The same blockade that has prevented civilians and items like medicine from moving into or out of the 25-mile-long area has been in place for 16 years, but this blockade does not apply to food and fuel brought in by aid groups. Gaza, the size of Philadelphia, relies heavily on foreign aid for its economy and maintains a dependence on trade with other countries.
Gaza’s economic struggles are partly due to Israel’s permanent air, land, and sea blockades around the region since 2007, following Hamas’ rise to power. Egypt, which borders Gaza, also oversees one checkpoint that restricts people’s access. Although Israel has granted permits to 17,000 Gaza residents to enter and work in Israel, food, fuel, and medical supplies all first pass through Israel. Israel controls two physical checkpoints along Gaza, monitoring both the entry and exit of people and trucks. The blockades generally prohibit Gazans without work permits or special clearance from entering Israel.
The blockade intensified after Hamas’ surprise attack on 20 Israeli towns and military bases on October 7, leading to a broad blockade of imports into Gaza, stopping all food, fuel, and medical supplies from entering the region. Both the West Bank and Gaza have small economies with a massive deficit of US$6.6 billion in losses each year. Over 53% of Gaza residents were considered below the poverty line in 2020, and 77% of Gazan households received aid from the United Nations and other groups. The blockade’s economic and trade isolation is the largest cause of Gaza’s weak economy. About 64% of people in Gaza are considered food insecure, meaning they lack reliable access to sufficient food.
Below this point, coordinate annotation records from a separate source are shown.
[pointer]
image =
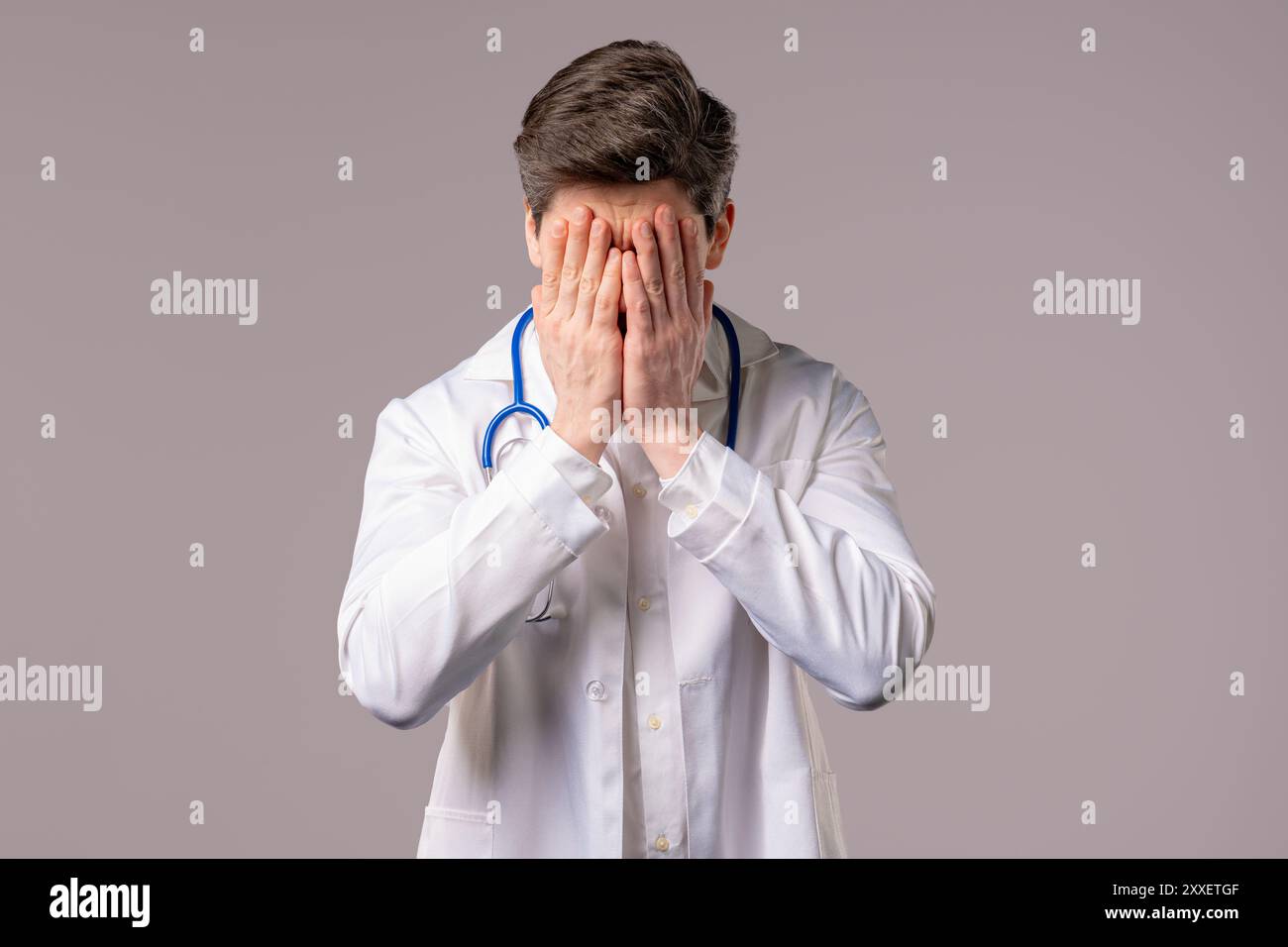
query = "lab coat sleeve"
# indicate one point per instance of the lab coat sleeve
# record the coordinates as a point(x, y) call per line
point(441, 577)
point(829, 579)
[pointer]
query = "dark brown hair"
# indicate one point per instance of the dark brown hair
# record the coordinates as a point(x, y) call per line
point(606, 108)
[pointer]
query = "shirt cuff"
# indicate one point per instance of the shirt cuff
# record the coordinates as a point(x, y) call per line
point(695, 484)
point(589, 479)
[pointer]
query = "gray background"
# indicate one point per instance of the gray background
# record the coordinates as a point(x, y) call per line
point(222, 684)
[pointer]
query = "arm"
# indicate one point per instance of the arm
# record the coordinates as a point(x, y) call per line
point(831, 581)
point(441, 579)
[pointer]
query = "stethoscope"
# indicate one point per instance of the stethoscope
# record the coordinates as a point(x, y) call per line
point(519, 406)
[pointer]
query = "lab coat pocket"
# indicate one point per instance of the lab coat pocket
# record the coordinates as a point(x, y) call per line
point(791, 475)
point(455, 834)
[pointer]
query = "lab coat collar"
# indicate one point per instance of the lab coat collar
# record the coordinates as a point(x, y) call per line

Since 2005, Gaza’s food imports have increased by 50%, while the West Bank and Gaza produce 30% less. The blockade has made it difficult for Gaza to produce food within its borders, as Israeli airstrikes have destroyed farmlands and food crops, threatening fish stocks. Gaza’s weak economy and isolation have led to reliance on international aid organizations, such as UNRWA, which provides education, food aid, and healthcare services to over 3 million Palestinian refugees.
UNRWA is the second-largest employer in Gaza, following Hamas, and funds and runs 284 schools, employing over 9,000 local staff and educating over 294,000 children annually. It also runs 22 hospitals, employing nearly 1,000 health staff and generating 3.3 million patient visits annually. UNRWA’s schools are converted into humanitarian shelters during crises, providing clean water, food, mattresses, blankets, and showers.
Over 330,000 people in Gaza have been displaced from their homes, with over two-thirds staying in UNRWA schools. UNRWA has evolved into a parallel government alongside Hamas, which is designated as a terrorist organization by Israel, the United States, and other countries.
The U.S. has been the largest funder of UNRWA, a U.N. agency that relies on governments for its work. From April 2021 to March 2022, the U.S. provided over $500 million to Palestinians, including $417 million to UNRWA. The funding has fluctuated throughout different presidential administrations, with the Trump Administration cutting 30% of the organization’s budget in 2018 due to alleged jihad-glorifying textbooks. The Biden administration restored funding in 2021.
Republican politicians have accused UNRWA of “cozying up” to Hamas, while an internal ethics committee has accused top staff of misconduct and abuses of authority. Since the war between Israel and Hamas began, over 1,500 Gazans have been killed and 5,300 injured, while Hamas attacks have killed over 1,300 people in Israel and injured 3,200 others.
International aid groups and European Union officials have called for a humanitarian corridor in Gaza, a protected path for civilians, aid workers, and basic items to safely pass back and forth between Gaza and Israel and Egypt. However, no clear plans have been made for such a corridor.